La ansiedad ha sido, hasta ahora, una constante en mi vida. Me gustaría decir que comenzó en algún puesto de trabajo o por culpa de alguna mala relación, pero les mentiría. Me recuerdo bien pequeña, tumbada en la cama sin dormir y con la sensación de que me ahogaba porque, por ejemplo, no podía cumplir con las expectativas o sueños de mis padres. Yo era una buena niña que sacaba notas altísimas y que no daba problemas. Pero escucharles hablar de sus propias frustraciones o esperanzas generaba en mí la sensación de que era mi responsabilidad hacer algo. Y, siendo tan pequeña, no podía. Así que me ahogaba.

Con los años, esa sensación me ha acompañado casi siempre. No recuerdo muchos periodos de mi vida libres de ansiedad. He ido a terapia, me he medicado, he hecho todo lo que me aconsejaban profesionales y no profesionales para dejar de asfixiarme. Pero, la verdad, apenas me ha servido. Ahora, incluso, hay veces en las que la ansiedad se me dispara cuando algo me sale bien o cuando me doy cuenta de que estoy donde quiero estar y como quiero estar. La alegría empieza en el corazón, baja al estómago y, de ahí, sube disparada hasta la garganta en forma de ansiedad. Y me empiezo a ahogar.

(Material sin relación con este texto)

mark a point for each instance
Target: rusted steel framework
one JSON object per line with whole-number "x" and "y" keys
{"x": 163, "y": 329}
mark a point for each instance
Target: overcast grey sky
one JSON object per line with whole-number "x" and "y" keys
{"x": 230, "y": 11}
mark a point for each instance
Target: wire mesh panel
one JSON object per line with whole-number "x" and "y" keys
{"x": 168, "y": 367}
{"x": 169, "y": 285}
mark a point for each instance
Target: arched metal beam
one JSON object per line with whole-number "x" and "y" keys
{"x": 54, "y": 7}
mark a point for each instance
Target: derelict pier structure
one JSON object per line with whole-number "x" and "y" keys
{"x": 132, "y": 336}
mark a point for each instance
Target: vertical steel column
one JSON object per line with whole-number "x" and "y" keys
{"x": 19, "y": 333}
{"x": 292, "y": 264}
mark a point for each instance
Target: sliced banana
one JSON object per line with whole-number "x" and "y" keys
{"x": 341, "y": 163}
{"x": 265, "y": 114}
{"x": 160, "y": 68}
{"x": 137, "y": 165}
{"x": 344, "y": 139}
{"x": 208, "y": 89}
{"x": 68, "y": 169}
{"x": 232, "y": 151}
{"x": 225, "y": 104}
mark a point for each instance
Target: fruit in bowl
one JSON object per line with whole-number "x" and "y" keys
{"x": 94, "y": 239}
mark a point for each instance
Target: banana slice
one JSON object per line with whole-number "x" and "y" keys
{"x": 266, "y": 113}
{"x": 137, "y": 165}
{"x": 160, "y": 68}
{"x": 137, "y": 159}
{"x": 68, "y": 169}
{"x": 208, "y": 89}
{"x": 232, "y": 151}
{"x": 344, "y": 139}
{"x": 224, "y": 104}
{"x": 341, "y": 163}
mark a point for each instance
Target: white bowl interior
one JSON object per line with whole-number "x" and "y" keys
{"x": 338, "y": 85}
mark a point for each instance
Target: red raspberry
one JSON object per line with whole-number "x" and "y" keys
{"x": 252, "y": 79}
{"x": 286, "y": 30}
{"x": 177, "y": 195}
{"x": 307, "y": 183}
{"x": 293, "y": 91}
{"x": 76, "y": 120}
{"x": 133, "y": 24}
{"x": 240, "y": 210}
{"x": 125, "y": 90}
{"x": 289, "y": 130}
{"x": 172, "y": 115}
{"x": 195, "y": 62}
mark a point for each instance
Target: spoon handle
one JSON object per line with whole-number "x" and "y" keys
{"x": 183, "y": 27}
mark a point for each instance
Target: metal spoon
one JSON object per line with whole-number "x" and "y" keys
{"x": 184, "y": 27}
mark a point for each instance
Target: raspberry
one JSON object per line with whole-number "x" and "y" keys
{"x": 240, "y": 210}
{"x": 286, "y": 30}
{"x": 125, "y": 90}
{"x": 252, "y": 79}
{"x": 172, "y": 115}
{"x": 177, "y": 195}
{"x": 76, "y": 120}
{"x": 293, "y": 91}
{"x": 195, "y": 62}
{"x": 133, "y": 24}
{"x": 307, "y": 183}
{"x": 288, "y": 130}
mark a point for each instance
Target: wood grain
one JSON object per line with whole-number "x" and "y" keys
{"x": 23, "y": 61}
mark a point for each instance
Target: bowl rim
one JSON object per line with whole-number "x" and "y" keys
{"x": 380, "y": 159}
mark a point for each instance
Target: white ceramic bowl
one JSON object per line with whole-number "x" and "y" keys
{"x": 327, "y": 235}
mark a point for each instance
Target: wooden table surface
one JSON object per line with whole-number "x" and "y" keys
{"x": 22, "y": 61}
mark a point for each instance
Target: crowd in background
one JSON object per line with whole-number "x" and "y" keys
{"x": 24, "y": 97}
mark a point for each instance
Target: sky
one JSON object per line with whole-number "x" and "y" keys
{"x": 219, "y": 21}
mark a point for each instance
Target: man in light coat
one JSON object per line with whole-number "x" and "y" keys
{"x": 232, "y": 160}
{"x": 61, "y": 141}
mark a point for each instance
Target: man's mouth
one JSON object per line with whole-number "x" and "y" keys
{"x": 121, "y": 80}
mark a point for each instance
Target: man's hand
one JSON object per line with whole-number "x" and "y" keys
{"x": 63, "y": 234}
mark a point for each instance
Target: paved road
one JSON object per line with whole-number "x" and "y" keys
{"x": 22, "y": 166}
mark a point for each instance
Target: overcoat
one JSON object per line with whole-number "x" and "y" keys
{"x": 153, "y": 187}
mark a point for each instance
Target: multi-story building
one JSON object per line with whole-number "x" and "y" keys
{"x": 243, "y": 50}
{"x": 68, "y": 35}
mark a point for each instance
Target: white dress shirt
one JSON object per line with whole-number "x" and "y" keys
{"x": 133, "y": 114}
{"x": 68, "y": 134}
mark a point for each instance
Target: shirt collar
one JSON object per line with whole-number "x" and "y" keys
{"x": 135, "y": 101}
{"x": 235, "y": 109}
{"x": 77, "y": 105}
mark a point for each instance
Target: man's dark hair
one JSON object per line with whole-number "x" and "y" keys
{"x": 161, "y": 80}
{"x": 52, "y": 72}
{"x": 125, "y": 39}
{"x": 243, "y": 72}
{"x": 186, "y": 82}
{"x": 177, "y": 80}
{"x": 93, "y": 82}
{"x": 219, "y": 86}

El martes se celebró el Día Mundial de la Salud Mental. Yo no sé si es una enfermedad o una condición. Es una etiqueta que, visto lo visto, llevamos muchos colgando. Yo soy así. Y a veces duermo para poder respirar. Con los años, eso sí, he aprendido que las tormentas pasan, que casi siempre Dios provee y, sobre todo, que el mundo no depende de lo que yo haga. Me sigo ahogando, es verdad, pero ahora sé que dura un rato. Como casi todo.